A prenuptial agreement is generally used to predetermine how assets will be divided if the marriage does not work out and the parties get divorced.
Upon marriage, a spouse usually has the following rights, unless a prenuptial agreement states differently:
- The right to share in the ownership of property acquired during marriage, with the expectation that this property will be divided in a just and equitable manner in the event of divorce.
- The right to incur debts during the marriage with the expectation that the other spouse may be required to be at least partially responsible for the payment of in the event of divorce, and
- The right to share in the control of any community property, including the right to sell it or give it away.
- A prenup lets you decide before the marriage even takes place how your property and debts should be handled both during the marriage and, if things don’t work out, upon divorce.
Who Needs a Prenuptial Agreement?
If a party has significant assets coming into the marriage, a prenuptial agreement is something that should at least be considered. However, this is not the only reason a prenuptial agreement may be important for you. A lot of times the need for a prenuptial agreement has more to do with the unequal amounts of money each party may have at that time of their marriage rather than the overall value of the assets.
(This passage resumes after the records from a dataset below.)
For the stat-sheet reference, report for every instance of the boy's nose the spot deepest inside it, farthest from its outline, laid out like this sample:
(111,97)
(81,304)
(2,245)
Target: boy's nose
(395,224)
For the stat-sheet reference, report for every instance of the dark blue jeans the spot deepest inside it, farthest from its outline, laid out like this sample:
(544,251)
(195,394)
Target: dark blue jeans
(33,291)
If one party makes significantly more than the other party or if one party has significantly more assets than the other, it is important to consider a prenuptial agreement.
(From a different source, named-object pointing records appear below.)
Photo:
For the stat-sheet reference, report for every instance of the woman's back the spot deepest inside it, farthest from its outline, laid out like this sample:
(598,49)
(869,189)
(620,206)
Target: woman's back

It is important to note, that Texas is a community property state which means that under Texas law it is assumed when divorcing that everything the parties own at the time of divorce is part of the community estate.
If no prenuptial agreement has been signed, and a party files for divorce and claims that certain assets or accounts are separate property rather than community property, it is the burden of the party claiming separate property to prove that such property is in fact separate property and not community property. This may require the party to hire one or more tracing experts to prove the claim of separate property. This can be an expensive and laborious undertaking; possibly much more so than the cost of a prenuptial agreement.
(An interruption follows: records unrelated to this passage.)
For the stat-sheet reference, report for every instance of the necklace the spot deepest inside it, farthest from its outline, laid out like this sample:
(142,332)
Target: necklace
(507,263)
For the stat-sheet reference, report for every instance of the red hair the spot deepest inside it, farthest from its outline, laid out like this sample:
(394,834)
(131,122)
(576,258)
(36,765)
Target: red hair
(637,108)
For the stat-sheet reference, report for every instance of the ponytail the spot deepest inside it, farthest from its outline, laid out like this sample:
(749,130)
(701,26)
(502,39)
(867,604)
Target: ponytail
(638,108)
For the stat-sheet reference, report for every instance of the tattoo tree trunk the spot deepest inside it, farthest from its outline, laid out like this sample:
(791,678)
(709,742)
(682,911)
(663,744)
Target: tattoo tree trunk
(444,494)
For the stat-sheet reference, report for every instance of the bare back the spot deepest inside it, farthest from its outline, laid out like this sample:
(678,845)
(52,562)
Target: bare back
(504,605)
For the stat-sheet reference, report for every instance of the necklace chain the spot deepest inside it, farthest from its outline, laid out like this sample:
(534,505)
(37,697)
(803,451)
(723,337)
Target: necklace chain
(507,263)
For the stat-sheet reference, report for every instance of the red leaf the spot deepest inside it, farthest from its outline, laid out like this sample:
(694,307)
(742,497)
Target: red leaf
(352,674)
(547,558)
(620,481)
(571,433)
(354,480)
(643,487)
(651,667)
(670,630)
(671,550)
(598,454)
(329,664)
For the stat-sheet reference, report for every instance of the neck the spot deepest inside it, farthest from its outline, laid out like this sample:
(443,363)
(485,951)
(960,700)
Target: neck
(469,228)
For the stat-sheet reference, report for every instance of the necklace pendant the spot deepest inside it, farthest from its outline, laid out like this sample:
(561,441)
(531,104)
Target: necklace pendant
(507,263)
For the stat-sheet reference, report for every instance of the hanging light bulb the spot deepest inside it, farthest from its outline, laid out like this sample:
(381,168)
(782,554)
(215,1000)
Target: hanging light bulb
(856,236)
A prenuptial agreement not only protects those assets that are in existence at the time of marriage, it can also protect future assets.
For example, if you have a 401(k) retirement account you can agree, through a prenuptial agreement, that any funds added to the account during marriage shall remain separate property funds. This is the same with any type of financial accounts. You can agree through a prenuptial agreement that any funds added to your investment accounts or other financial accounts shall remain your separate property funds.
A prenuptial agreement can also protect each party from the debts that may be incurred by the other party during marriage. You can each agree that whatever debts are incurred by a party during marriage shall be their debts if divorced.
What a Prenuptial Agreement Can Not Do
A prenuptial agreement cannot predetermine the custody of your children or who or how much child support will or will not be paid.
What is a Postnuptial Agreement?
If the couple does sign a prenuptial agreement before marriage, they can sign a postnuptial agreement after marriage. A postnuptial agreement will cover the same rights and obligations as a prenuptial agreement. The main difference between a prenuptial agreement and a postnuptial agreement is that a prenuptial agreement is created and signed by the parties before they get married and a postnuptial agreement is created and signed by the parties after they get married.